That's what I thought!


----------



## Sunil Illuminati (May 15, 2017)

KidGretzky25 said:


> Is consistently performed well a qualification to get ECNL?


No Arsenal and Strikers still got in!


----------



## NoGoal (May 15, 2017)

Kicker4Life said:


> That's what I thought!


You're funny, that's what I thought! Okay Beach FC Academy 2004 parent.

I'm sure "if" your DD isn't recruited by her top 5 or so colleges...you will be complaining about them too.


----------



## NoGoal (May 15, 2017)

Sunil Illuminati said:


> No Arsenal and Strikers still got in!


Learn your ECNL history on why they were admitted in the first place.


----------



## SocalSoccerMom (May 15, 2017)

If Rebels get ECNL, it's a great win for South SD. I just don't know if the region can support another ECNL club.


----------



## Kicker4Life (May 15, 2017)

NoGoal said:


> You're funny, that's what I thought!
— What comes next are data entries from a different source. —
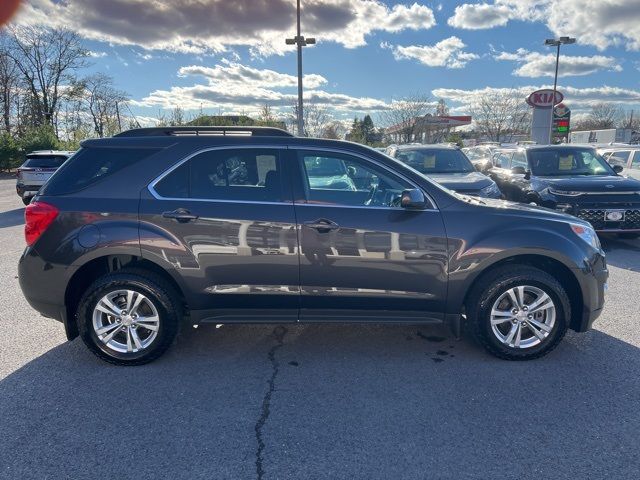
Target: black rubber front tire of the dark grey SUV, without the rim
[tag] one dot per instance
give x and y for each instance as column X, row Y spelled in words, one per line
column 491, row 286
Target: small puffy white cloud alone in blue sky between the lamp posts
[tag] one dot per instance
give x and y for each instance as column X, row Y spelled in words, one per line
column 447, row 53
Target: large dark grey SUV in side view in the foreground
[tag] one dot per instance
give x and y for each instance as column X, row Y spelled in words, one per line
column 137, row 233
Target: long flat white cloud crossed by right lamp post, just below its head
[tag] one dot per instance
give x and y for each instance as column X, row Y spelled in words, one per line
column 534, row 64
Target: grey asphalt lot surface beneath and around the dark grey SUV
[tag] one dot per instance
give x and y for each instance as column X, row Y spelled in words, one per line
column 338, row 401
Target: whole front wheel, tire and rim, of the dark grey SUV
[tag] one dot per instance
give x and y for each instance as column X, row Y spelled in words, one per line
column 519, row 312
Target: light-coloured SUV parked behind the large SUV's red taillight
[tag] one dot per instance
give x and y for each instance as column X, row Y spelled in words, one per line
column 36, row 170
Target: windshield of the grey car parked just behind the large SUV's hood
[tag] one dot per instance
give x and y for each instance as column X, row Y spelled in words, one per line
column 436, row 160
Okay Beach FC Academy 2004 parent.
> 
> I'm sure "if" your DD isn't recruited by her top 5 or so colleges...you will be complaining about them too.


I'll keep an eye on my inbox!


----------



## NoGoal (May 15, 2017)

Kicker4Life said:


> I'll keep an eye on my inbox!


Quick...check your inbox I sent 15 of them.


----------



## Mystery Train (May 17, 2017)

Anybody know when ECNL will announce the new clubs added for 2017?  Is it supposed to be one press release or will they add/announce them one at a time?


----------



## GoWest (May 17, 2017)

Mystery Train said:


> Anybody know when ECNL will announce the new clubs added for 2017?  Is it supposed to be one press release or will they add/announce them one at a time?


It almost seems that it is a one team at a time thing?

http://www.eliteclubsnationalleague.com/2017/04/24/ecnl-welcomes-austin-sting-as-new-member-club-in-2017


----------



## zags77 (May 17, 2017)

I would think they are probably done for 2017-2018 season......


----------